- Born: Gregory Jein 31 October 1945 Los Angeles, California, U.S.
- Died: 22 May 2022 (aged 76) Los Angeles, California, U.S.
- Known for: Close Encounters of the Third Kind, Star Trek

= Greg Jein =

Chinese American model designer (1945–2022)

Greg Jein (October 31, 1945, in Los Angeles, US – May 22, 2022, in Los Angeles) was a Chinese American model designer who created miniatures for use in the special effects portions of many films and television series, beginning in the 1970s. Jein was nominated for an Academy Award for Best Visual Effects for his work on the films Close Encounters of the Third Kind (1977) and 1941 (1979), and also nominated for an Outstanding Special Visual Effects Emmy for his work on Angels in America.

Jein was a graduate of Dorsey High School in the Crenshaw district of Los Angeles, and of California State University, Los Angeles.

==Biography==
One of Jein's first jobs was building models for the sex comedy spoof Flesh Gordon; this was followed by work on a number of television series, commercials and movies including Wonder Woman and The UFO Incident. In 1975 he was contacted by Douglas Trumbull's office and asked to do some work on Steven Spielberg's Close Encounters of the Third Kind. For that film Jein contributed a number of models including miniature landscapes for UFOs to fly over, but most significantly he and his crew built the detailed mothership model that features heavily in the final sequence of the film after Spielberg decided he wanted "a more flamboyant design". For their work Jein, Trumbull, Roy Arbogast, Matthew Yuricich, and Richard Yuricich were nominated for an Academy Award for Best Visual Effects at the 50th Academy Awards, but lost to the team who produced the effects for Star Wars. Jein then went on to work on Spielberg's next film, 1941, where he and his team constructed a number of models including a twelve-foot model of the Ferris wheel that's dislodged from its mount and rolls down the pier and into the water. For their work on 1941 Jein, William A. Fraker and A. D. Flowers were nominated for an Academy Award for Best Visual Effects at the 52nd Academy Awards but lost this time to the team who provided the effects for Ridley Scott's Alien.

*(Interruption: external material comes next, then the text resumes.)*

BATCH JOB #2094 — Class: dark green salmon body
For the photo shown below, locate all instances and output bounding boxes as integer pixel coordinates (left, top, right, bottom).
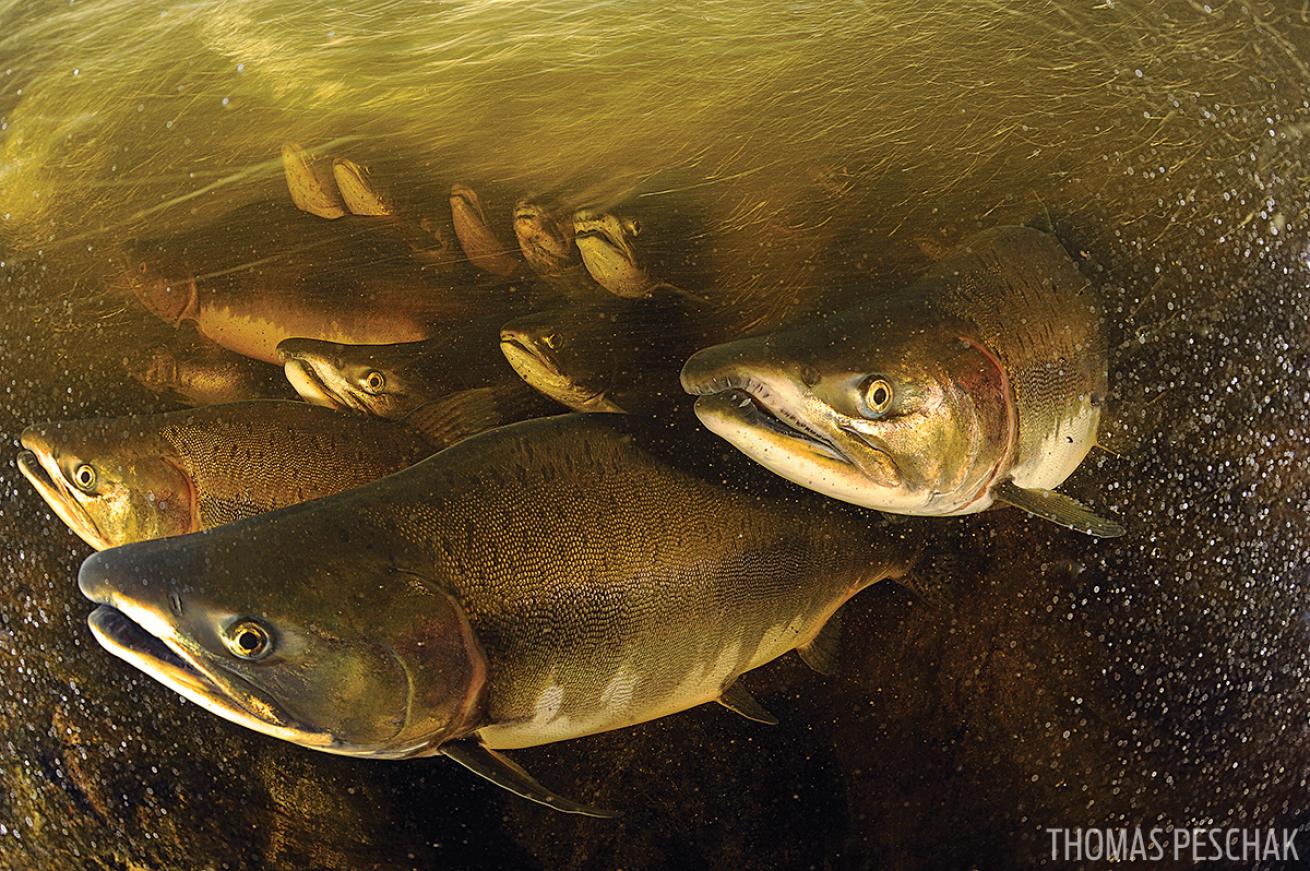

After working on 1941, Jein was invited by Douglas Trumbull to work on Star Trek: The Motion Picture building planetary models for Spock's spacewalk scene and the interior of the V'Ger craft. Jein continued his association with Star Trek through a number of the movies, building alien weapons for Star Trek V: The Final Frontier, and Starfleet helmets for the assassination scene in Star Trek VI: The Undiscovered Country. In 1986 he and a team at Industrial Light & Magic built the original six-foot model of the designed by Andrew Probert for the pilot of Star Trek: The Next Generation. He would go on to build a number of models for The Next Generation including the Ferengi Marauder starship (also designed by Andrew Probert) during the first season of the show, and the Klingon Vor'cha (designed by Rick Sternbach) for the fourth season.